Good Work in Greece.
Something of the work of the Near East Foundation, Athens, Greece, of which Laird Archer is foreign director, is told in a letter received from Mr. Archer, who is known in Fayetteville. During the last year the Foundation benefited 171,750 people in Greece, Syria, Lebanon and Iran, he reports, terming it an instrument of human revival, healing the wounds and feeding the hungry. Its purposes, programs and methods, he says, contribute to restoration and reconstruction. The rebuilding of the common life of the people must be achieved before the vast governmental endeavors can be made to function. Mr. Archer tells of a war-stricken village in Greece, “where the horror of being overrun in another world war haunts the community and inhibits all initiative beyond the bare struggle for existence."
The hope of the Near East Foundation is to perform this revitalizing work beyond the 8000 farm families now being reached. The work is made possible by gifts, and Mr. Archer is appealing for those who have helped to contribute again, and to others to give where they can. As he says, “The burden of great unmet needs rests heavily upon us.”

July 28, 1949



Greeks Need and Deserve Help, Says Wife of Near East Foundation Head, Visiting Relatives in Fayetteville, by Helen Hughes.

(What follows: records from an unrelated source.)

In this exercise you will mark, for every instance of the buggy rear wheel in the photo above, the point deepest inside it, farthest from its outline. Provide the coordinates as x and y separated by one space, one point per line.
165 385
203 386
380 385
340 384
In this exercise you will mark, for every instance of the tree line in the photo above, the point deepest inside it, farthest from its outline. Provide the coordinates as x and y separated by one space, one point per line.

“The Greeks deserve all support and help because they are really fighting the bloody part of our cold war,” Mrs. Laird Archer said in an interview here yesterday. The wife of the director of the Near East Foundation in Athens, Greece, arrived in Fayetteville Monday to visit her mother, Mrs. C. L. Pratt, and her sister, Mrs. Joy Pratt Markham.

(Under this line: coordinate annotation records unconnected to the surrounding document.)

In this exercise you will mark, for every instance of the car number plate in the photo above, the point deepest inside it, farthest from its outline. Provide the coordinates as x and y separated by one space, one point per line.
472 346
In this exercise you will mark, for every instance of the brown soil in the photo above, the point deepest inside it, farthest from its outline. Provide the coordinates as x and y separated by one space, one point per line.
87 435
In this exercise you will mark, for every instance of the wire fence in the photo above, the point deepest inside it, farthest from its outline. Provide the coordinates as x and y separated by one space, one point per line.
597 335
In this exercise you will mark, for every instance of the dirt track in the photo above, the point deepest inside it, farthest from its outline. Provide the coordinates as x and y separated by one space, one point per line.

The Greeks are working doggedly, Mrs. Archer stated. Often, during the guerilla warfare, it has been necessary for armed guards to take the peasants from their village homes to the farmlands, and to watch over them while they work. Children have been taken to school in the same way.
Guerrilla tactics a few months ago were to put mines in wheat stacks, fruit trees, and by springs, where the people would naturally stop. This war is producing more loss of limbs than any other war because of the mines, Mrs. Archer said. The Near East Foundation has a hospital for rehabilitation of disabled civilians.
Mrs. Archer belongs to three organizations which do welfare work: The American Women’s Organization for Greece, founded by the United State ambassador’s wife; the Hellenic-American Women’s Club, composed of Americans and Greeks; and the Episcopal Church Guild, made up of American, Greek, and British women. They work in hospitals, support nursery schools, make clothing for children, contribute money to Greek students, collect clothing for refugees.
Many boxes of clothing have been sent from Fayetteville since an appeal from Mrs. Archer was published last winter in the TIMES.